Ávila interpretó la decisión en otro sentido y aseguró que “era obvio que a las personas que fueron a buscar para que lo denuncien no las iban a echar del trabajo. Al contrario, lo conversado era que les iban a garantizar su fuente de trabajo”.
El exlegislador fue más allá y sostuvo que quienes impulsaron las denuncias contra Galán tendrían asegurada no solo la continuidad laboral sino también eventuales beneficios futuros dentro de la administración pública. “A los que declaran contra Galán no solo les garantizan la fuente de trabajo, sino que también les prometen planta permanente para el futuro”, manifestó.
En sus declaraciones, aseguró que el objetivo final sería desplazar a Galán de la escena política mediante mecanismos judiciales. Según planteó, existiría una articulación entre sectores políticos y actores del sistema judicial para avanzar en esa dirección.
“El plan diseñado en contra de Javier Galán se viene desarrollando de acuerdo a lo pensado por quienes lo impulsaron”, sostuvo, al tiempo que cuestionó el rol que podrían desempeñar fiscales, jueces y otros organismos intervinientes en el proceso.
Además, advirtió que la situación podría convertirse en un precedente para futuros conflictos políticos dentro de la Legislatura. En ese sentido, consideró que la permanencia laboral de los denunciantes podría transformarse en una herramienta de presión contra dirigentes opositores que busquen incrementar su protagonismo político.

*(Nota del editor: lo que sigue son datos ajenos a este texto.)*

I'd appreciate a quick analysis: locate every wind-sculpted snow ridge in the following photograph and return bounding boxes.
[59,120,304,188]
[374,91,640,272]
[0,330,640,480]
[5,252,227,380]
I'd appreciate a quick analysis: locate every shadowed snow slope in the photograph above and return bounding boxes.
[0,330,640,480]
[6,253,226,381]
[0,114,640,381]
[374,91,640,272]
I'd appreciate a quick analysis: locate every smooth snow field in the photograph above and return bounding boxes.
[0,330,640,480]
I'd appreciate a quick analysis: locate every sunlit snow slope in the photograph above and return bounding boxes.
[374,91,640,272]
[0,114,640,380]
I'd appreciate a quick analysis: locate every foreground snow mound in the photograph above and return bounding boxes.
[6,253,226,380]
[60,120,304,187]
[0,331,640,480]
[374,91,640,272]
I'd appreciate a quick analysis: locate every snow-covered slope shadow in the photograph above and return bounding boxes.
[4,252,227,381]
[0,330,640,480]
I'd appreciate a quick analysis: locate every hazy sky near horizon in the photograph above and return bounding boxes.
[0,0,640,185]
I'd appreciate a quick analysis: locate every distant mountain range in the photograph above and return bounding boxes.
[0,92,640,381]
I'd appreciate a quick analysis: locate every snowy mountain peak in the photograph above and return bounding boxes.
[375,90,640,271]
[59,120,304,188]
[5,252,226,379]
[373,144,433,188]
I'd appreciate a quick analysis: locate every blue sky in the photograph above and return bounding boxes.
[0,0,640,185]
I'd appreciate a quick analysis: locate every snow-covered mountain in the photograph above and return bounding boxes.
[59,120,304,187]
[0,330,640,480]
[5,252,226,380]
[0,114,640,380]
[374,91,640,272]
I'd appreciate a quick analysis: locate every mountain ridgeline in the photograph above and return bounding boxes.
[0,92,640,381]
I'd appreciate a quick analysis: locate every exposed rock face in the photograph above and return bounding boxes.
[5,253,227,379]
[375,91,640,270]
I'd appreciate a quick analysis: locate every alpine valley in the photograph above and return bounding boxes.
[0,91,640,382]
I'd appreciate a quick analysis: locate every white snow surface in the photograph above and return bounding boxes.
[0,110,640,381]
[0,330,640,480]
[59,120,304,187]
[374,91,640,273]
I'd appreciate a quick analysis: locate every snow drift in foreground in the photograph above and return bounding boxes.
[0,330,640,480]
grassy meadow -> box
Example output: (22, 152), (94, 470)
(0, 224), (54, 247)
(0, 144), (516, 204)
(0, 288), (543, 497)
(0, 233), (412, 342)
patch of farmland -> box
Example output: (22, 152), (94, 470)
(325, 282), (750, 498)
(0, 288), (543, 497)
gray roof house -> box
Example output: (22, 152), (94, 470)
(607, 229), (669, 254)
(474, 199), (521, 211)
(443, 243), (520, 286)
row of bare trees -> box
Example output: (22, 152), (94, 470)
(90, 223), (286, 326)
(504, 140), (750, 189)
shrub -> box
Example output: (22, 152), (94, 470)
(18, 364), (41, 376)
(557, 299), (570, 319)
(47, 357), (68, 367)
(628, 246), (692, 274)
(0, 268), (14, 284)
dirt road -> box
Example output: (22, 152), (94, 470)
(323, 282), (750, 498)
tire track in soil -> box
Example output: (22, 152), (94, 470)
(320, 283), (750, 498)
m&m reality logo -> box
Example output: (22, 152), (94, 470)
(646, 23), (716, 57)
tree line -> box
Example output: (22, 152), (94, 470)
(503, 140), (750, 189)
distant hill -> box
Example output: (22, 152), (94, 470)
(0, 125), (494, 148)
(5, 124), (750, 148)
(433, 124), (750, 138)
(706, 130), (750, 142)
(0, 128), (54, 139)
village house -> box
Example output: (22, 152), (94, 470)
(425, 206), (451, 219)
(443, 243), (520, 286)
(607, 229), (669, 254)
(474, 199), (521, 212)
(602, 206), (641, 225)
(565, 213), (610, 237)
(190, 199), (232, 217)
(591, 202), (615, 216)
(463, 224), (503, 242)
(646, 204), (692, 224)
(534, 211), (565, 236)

“Esto genera un antecedente peligroso. De ahora en más cualquier legislador opositor que empiece a crecer políticamente puede quedar expuesto a este tipo de mecanismos”, señaló.
Ávila también dirigió cuestionamientos hacia otros sectores de la oposición por no haberse pronunciado sobre el caso. Según afirmó, el silencio de distintos bloques legislativos frente a la situación de Galán resulta llamativo y contribuye a fortalecer una estrategia que, a su entender, busca debilitar a dirigentes que cuestionan al oficialismo.
Las expresiones del exdiputado se suman a los planteos realizados por el propio Galán, quien días atrás denunció una supuesta “doble vara” en el funcionamiento de la Cámara de Diputados.